What time is the Olympics closing ceremony on TV? NBC broadcast set for Sunday
Published 7:14 am Wednesday, August 17, 2016
The Rio Olympics have been captivating, but all good things must come to an end.
So the time for the Olympics 2016 closing ceremony is nearing.
It is Sunday night, August 21.
Time: 6 p.m. central time.
TV channel: NBC.
On Sunday night, right after the flame has been extinguished in Rio de Janeiro, another Olympic project will burst out of the starting blocks.
It’s the launch of the Olympic Channel, a $450 million venture designed to keep Olympic sports and athletes relevant in the years between each games and attract new, younger audiences to a sports movement that has recently been battered by corruption and doping scandals.
The digital channel, which will operate 24 hours a day, 365 days a year, will go live after the closing ceremony of the Rio Games, providing a mix of live sports events, documentaries, archive footage, news and highlights. It’s an undertaking that is still in evolution and whose success, or failure, will depend on whether today’s generation finds it relevant or tunes out.
“This is just the starting point, not the end point,” Yiannis Exarchos, the head of the new channel, said in an interview with The Associated Press. “We want to be able to surprise people and make it look different. It’s not an institutional tool. This is about telling stories in a way that can bring younger people to the world of sports.”
The project was approved in December 2014 as part of International Olympic Committee President Thomas Bach’s “Agenda 2020” modernization program. The free channel will be available worldwide via a mobile app and online across mobile phones, tablets and other devices.
The channel is based in Madrid, home of the Olympic Broadcasting Services, the IOC’s television arm. Nearly 100 staff from 25 countries are currently working at the channel’s headquarters in Spain.
Exarchos said the channel has already prepared more than 600 pieces of original programming, including 100 hours of “high-end documentaries and premium content.” Much of the content will be material from the Rio Games, which will be become available in full at the end of the year when global TV rights deals expire.
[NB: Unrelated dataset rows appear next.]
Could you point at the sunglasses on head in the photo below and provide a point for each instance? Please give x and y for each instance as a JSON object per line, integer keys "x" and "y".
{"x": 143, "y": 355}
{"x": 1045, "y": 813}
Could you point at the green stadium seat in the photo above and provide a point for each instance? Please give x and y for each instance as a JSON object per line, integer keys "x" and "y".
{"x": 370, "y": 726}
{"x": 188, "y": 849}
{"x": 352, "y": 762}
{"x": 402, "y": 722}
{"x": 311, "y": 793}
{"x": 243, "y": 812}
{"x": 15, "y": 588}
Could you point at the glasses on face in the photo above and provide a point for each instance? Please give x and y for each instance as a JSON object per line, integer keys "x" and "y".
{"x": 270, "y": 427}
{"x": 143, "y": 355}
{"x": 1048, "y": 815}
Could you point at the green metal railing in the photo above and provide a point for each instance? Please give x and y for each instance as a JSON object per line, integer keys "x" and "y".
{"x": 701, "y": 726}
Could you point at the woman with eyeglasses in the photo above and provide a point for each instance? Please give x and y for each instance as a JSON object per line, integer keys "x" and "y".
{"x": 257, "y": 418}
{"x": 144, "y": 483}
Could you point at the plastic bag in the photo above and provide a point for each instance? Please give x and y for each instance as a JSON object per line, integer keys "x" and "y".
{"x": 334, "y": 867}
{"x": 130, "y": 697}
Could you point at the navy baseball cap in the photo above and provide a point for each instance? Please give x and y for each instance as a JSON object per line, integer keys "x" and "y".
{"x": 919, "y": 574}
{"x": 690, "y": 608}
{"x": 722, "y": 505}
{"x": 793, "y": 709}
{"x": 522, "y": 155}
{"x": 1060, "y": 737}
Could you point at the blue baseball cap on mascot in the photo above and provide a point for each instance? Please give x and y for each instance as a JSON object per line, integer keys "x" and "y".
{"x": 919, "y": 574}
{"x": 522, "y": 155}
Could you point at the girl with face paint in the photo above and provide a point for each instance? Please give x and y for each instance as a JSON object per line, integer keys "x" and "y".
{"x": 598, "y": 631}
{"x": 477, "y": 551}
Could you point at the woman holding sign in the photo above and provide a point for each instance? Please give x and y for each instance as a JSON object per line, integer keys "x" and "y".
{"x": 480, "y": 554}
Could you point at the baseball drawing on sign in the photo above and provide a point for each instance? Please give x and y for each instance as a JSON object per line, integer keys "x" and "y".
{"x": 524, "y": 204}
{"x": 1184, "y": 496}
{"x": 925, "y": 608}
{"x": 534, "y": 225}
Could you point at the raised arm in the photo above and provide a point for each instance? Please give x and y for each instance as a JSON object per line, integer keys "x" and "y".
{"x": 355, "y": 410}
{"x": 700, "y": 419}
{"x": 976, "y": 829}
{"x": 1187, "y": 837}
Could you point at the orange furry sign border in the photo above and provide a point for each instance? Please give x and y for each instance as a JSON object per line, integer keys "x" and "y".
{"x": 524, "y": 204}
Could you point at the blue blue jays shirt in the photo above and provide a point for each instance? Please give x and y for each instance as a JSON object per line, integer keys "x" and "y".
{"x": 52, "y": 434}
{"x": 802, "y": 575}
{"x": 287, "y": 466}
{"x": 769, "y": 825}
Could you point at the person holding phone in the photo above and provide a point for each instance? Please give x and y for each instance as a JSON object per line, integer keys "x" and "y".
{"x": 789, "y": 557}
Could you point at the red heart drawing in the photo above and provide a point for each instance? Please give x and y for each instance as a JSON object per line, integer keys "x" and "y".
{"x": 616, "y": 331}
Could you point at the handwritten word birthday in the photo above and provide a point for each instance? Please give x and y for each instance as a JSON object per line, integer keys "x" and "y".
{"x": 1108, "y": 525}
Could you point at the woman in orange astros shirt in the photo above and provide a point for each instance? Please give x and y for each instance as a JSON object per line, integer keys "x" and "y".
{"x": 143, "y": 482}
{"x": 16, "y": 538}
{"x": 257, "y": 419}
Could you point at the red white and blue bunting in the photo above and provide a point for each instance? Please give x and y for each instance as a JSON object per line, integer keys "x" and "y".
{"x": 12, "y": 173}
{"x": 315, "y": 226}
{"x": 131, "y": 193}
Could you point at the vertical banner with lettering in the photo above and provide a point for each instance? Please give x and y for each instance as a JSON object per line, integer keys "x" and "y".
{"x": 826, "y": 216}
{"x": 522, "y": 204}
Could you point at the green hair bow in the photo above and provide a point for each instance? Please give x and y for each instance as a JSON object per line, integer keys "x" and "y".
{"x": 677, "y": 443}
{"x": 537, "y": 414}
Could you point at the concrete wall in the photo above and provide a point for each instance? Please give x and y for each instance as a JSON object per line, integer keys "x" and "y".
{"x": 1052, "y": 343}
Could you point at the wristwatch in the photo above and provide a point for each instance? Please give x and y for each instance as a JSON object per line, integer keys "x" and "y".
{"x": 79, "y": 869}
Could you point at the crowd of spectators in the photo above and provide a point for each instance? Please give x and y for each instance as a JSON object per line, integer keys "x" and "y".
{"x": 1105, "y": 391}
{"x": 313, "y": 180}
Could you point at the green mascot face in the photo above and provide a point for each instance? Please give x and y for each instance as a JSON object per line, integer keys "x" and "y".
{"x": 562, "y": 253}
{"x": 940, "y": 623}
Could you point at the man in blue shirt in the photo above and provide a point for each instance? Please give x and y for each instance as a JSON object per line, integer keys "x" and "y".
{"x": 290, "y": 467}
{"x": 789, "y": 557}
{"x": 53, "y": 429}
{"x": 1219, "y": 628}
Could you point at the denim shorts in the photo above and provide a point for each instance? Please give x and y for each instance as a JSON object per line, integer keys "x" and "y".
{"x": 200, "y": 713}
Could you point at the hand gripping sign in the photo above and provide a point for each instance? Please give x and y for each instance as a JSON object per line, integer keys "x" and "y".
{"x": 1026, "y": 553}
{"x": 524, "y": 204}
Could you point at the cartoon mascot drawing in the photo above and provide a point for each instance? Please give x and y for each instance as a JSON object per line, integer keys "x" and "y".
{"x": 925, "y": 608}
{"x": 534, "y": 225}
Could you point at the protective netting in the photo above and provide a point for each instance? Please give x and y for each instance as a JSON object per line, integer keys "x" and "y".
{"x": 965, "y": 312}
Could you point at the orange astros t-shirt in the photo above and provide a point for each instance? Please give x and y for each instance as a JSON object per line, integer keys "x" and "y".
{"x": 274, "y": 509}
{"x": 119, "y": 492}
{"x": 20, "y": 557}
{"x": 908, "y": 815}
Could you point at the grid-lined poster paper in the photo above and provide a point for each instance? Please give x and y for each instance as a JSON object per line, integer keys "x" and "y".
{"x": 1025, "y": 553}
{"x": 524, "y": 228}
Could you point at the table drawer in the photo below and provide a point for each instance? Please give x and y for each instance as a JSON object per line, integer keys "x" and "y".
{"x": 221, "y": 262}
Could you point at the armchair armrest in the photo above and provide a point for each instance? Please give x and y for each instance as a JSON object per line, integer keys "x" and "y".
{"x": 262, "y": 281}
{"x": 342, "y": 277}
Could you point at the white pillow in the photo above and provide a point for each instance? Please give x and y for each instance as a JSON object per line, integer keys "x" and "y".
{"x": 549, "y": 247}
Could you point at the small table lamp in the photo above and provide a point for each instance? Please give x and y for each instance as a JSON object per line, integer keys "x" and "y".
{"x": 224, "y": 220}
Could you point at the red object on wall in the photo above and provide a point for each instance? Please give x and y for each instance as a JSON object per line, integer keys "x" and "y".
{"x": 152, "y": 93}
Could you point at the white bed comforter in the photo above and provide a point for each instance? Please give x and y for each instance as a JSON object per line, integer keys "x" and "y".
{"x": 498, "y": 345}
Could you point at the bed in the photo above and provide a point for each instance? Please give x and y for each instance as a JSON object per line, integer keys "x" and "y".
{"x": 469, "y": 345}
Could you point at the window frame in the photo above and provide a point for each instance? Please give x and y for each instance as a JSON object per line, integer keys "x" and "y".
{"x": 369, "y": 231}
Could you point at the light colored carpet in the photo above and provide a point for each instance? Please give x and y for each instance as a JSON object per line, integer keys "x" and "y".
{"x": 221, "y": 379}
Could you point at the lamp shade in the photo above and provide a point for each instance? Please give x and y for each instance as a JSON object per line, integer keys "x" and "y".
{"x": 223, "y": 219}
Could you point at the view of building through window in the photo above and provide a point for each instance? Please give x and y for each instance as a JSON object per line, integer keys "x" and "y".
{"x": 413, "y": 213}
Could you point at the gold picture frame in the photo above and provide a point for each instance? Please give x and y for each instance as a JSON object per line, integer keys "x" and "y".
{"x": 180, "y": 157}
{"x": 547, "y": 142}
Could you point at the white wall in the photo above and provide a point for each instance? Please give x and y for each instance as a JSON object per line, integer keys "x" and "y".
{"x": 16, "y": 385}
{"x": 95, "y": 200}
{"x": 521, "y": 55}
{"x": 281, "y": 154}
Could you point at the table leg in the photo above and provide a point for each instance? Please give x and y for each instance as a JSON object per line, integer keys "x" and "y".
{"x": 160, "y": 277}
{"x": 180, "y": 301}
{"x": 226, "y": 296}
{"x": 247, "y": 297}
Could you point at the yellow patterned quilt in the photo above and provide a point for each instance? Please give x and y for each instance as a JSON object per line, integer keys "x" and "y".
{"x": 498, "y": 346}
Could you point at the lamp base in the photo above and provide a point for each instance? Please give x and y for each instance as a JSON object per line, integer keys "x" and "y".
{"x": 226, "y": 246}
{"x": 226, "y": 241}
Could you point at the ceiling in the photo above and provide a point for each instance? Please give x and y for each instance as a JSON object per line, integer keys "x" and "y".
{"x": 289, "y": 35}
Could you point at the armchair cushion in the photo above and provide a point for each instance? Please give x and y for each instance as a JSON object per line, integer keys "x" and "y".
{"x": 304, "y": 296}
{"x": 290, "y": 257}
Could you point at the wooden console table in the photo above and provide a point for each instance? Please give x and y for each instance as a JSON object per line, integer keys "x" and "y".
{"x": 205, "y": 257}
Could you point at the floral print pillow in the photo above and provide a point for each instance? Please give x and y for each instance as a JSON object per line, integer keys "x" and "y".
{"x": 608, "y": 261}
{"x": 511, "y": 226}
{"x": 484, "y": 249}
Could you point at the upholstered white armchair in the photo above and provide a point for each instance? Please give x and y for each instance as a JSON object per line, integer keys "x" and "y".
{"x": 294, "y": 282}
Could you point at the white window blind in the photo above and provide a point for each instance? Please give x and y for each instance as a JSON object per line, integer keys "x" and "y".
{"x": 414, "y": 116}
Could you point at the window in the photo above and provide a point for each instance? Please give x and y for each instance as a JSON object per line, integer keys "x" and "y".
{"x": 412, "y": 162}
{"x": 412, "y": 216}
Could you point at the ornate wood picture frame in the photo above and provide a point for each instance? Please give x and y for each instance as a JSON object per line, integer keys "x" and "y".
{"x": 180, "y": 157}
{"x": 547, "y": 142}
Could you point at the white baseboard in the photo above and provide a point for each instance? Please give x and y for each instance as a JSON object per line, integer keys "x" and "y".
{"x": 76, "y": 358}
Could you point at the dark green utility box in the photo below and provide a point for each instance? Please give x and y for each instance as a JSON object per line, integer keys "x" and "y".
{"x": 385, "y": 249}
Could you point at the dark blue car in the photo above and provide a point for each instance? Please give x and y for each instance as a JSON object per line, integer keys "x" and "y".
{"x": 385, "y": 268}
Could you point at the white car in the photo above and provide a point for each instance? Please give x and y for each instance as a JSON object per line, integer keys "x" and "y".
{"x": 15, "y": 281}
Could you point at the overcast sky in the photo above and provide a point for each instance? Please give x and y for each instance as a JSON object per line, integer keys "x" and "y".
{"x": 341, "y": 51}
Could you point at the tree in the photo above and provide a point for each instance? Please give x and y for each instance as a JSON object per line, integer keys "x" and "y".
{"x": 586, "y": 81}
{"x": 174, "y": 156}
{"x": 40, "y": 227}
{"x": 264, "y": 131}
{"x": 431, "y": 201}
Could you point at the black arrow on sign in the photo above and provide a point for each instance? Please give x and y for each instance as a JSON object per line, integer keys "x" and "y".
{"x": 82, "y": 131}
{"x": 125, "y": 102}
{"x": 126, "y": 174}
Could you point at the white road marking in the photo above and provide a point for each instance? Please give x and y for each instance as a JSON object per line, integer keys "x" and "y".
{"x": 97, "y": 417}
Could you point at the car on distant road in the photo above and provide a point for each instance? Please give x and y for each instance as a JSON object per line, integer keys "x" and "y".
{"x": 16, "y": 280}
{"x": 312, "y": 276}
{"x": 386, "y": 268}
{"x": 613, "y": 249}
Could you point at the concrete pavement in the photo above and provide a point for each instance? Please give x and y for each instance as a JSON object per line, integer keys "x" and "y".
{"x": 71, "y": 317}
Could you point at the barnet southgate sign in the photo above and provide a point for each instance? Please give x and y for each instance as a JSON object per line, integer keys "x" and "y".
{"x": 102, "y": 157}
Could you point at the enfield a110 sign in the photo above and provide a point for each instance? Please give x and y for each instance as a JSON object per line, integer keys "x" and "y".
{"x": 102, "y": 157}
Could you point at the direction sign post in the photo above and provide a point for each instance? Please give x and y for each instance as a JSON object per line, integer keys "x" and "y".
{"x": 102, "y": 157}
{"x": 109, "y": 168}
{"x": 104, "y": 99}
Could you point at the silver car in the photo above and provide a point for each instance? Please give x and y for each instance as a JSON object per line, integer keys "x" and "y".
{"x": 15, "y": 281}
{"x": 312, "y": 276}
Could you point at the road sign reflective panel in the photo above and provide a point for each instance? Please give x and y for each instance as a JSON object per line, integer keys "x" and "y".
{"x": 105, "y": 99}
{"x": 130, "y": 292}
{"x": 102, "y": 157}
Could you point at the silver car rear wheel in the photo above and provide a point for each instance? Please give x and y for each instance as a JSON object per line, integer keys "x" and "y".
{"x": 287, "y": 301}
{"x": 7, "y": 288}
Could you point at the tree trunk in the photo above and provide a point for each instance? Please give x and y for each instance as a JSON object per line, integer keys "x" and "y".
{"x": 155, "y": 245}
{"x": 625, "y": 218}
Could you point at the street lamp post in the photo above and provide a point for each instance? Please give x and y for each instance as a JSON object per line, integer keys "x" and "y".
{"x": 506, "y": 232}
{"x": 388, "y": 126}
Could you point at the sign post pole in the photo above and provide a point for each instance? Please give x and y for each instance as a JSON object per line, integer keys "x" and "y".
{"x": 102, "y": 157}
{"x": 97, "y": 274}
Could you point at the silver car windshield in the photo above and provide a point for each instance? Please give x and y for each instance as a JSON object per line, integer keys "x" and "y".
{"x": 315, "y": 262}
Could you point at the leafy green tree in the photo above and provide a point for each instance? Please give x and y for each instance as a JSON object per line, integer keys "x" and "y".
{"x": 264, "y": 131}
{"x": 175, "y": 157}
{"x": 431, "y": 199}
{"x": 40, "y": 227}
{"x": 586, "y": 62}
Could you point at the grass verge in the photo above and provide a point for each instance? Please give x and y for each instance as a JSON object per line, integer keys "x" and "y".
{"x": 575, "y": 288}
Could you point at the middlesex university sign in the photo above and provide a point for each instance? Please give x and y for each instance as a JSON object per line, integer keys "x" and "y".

Beyond producing feel-good stories, the channel has another, more challenging goal — encouraging young people to get off the couch and play sports. That sounds counterintuitive from a channel that gives kids another excuse to stare at their screens.
“We’re trying to push video to make people active,” Exarchos said. “For me this will be the criteria of success. It’s not enough for the channel to be popular. It would be even happier if we demonstrate that these people go out and start doing sports. The channel needs to help in that. Let’s see.”
The channel already has formal agreements with 27 of the 35 summer and winter Olympic sports federations. The IAAF and FIFA are not among those, though Exarchos noted that was because both had “a lot on their plate” this year, referring to corruption and doping issues. But he said soccer and track and field are “super eager” to get involved with the channel.
The channel has signed up 11 sports events that will be shown live between September and December, including triathlon, canoeing, rowing and an Olympic ice hockey qualifying tournament.
What the channel won’t do is compete or pay for broadcast rights. It doesn’t air the Olympics themselves, which are shown by networks like NBC in the United States after paying billions of dollars to the IOC for exclusive rights. Many sports federations also have rights deals in place for their own international events.
Exarchos said the Olympic Channel has “huge synergies” with NBC, which holds U.S. rights through 2032, and that the American market is a key target.
The channel will offer documentaries that feature “inspirational, dramatic or emotional stories of some of the biggest athletes in the world,” he said, adding they won’t be presented in a “didactic” way.
“‘That may be a little bit of a surprise to those used to a traditionalist story line,” he said. “It will be presented in way that can be enjoyed by younger people.”
At the channel’s disposal is the IOC’s rich trove of archive footage, much of it never seen before by the public, and some going as far back as the 1912 Stockholm Olympics. About 42,000 hours of footage that was stored at the Olympic Museum in Lausanne, Switzerland, has been digitized and will form a core of the channel’s content.
“We don’t simply replay the archive,” Exarchos said. “We work with it, creating fresh ways of looking at it, sometimes even in a funny or bonkers way.”
The channel will be offered originally in English, but localized versions in other languages are also in development.
The IOC is kicking in more than half of the $450 million to finance the channel for the first seven years. The international federations and national Olympic committees are paying the rest. Exarchos said he expects the channel will break even within seven years.
Why launch the channel at the close of the Rio Games? To keep the spirit going and stave off the letdown associated with the day after each Olympics, Exarchos said.
“It’s a big opportunity to reverse the emotional down of this day,” he said. “It will be very much linked to the games and the end of the games.”
The Associated Press contributed to this report.